Sunday, October 14, 2012


I was not prepared.  I am never quite prepared for the realization that late fall is setting in, that the songbirds flying at night and the flocks of geese throughout the day heading for southern climes is a solid manifestation of nature's design from mild to malign, though some may not quite it that way.  Malign, in my estimation, because of the death of so many beautiful plants.  Not those flora that are accustomed as plants and trees native to the geology and elements of our climate, but those which we introduce and are too tender to withstand frosts.

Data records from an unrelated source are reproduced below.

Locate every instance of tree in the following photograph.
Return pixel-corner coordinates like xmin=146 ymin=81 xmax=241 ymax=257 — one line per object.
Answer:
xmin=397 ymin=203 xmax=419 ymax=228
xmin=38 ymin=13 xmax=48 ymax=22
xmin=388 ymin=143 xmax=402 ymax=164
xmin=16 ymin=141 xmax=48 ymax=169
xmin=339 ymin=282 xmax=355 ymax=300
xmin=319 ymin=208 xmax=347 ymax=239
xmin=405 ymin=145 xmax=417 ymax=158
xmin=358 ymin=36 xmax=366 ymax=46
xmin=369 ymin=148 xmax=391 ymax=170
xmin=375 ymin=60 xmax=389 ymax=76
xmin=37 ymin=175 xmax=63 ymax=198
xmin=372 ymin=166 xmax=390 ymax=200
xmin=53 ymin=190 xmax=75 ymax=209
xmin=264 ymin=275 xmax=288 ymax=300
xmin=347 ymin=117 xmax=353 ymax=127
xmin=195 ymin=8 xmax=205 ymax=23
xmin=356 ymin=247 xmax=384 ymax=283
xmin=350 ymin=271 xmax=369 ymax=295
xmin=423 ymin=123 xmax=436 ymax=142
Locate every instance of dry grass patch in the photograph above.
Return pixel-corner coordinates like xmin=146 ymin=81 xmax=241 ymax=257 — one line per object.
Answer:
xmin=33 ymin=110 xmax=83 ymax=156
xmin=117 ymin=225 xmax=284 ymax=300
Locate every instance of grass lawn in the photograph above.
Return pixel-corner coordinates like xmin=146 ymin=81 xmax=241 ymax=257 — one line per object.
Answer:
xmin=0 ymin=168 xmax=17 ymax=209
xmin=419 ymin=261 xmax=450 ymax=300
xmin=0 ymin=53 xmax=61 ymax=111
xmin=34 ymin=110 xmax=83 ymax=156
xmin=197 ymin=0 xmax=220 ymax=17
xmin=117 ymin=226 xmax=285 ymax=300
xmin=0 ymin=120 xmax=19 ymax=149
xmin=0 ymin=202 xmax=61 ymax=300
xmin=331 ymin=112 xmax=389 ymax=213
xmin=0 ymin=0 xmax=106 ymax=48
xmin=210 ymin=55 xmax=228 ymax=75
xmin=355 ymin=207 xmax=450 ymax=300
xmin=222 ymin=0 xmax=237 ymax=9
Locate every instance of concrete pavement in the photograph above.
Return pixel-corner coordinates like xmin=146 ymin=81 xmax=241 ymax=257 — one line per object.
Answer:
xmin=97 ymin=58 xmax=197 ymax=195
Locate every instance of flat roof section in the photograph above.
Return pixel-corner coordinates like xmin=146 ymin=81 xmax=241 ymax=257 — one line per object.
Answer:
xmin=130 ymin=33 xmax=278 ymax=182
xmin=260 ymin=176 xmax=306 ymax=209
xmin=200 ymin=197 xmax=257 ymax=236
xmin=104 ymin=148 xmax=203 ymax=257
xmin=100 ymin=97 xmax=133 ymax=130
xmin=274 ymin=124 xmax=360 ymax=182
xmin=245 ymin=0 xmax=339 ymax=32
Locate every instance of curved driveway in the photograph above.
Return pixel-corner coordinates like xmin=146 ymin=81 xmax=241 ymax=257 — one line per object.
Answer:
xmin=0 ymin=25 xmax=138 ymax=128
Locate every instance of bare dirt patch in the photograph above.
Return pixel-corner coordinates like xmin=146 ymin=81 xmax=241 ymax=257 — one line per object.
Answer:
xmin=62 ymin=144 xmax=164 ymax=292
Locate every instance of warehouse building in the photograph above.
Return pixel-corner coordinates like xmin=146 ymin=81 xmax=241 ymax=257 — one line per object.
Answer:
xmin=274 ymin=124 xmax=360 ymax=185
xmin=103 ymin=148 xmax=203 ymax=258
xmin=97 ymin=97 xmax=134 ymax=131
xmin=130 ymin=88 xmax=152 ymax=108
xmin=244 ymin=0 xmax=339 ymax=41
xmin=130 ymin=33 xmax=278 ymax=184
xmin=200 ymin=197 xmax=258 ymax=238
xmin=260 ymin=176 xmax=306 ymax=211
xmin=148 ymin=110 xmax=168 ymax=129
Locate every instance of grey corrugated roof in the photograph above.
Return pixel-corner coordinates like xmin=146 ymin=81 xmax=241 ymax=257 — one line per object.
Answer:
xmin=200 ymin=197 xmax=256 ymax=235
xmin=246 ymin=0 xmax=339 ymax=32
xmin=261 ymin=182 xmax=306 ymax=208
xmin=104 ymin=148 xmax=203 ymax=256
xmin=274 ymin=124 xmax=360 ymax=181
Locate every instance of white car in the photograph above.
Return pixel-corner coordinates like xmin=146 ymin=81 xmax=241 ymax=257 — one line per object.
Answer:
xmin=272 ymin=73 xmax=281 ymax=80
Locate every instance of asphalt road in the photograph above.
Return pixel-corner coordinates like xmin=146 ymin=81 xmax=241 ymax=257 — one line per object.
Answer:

We view our gardens daily, and appreciate their display, their architecture, colour, variations, textures and fragrance, beckoning the eye to feast on all of that beauty.  And then, suddenly, all it takes is one night's deep frost and wind, and the following morning they are gone, all of them, colours disappeared, shape and form dissolved as their molecules turn from life-giving moisture to death-delivering crystallization.

And so, with sorrow I must acknowledge the inevitable; emotionally unprepared but logical to the reality of what a lifetime of observation has exposed me to, of which I have been a witness.  True, we do celebrate all of our seasons, for each brings a beauty of its own.  But the nostalgia that autumn specializes in as we watched leaves that have turned crimson, gold, russet, spiral off trees and sprinkle themselves liberally on the ground, remind us of universal entropy and the evolution of revolution from season to season, death and rebirth.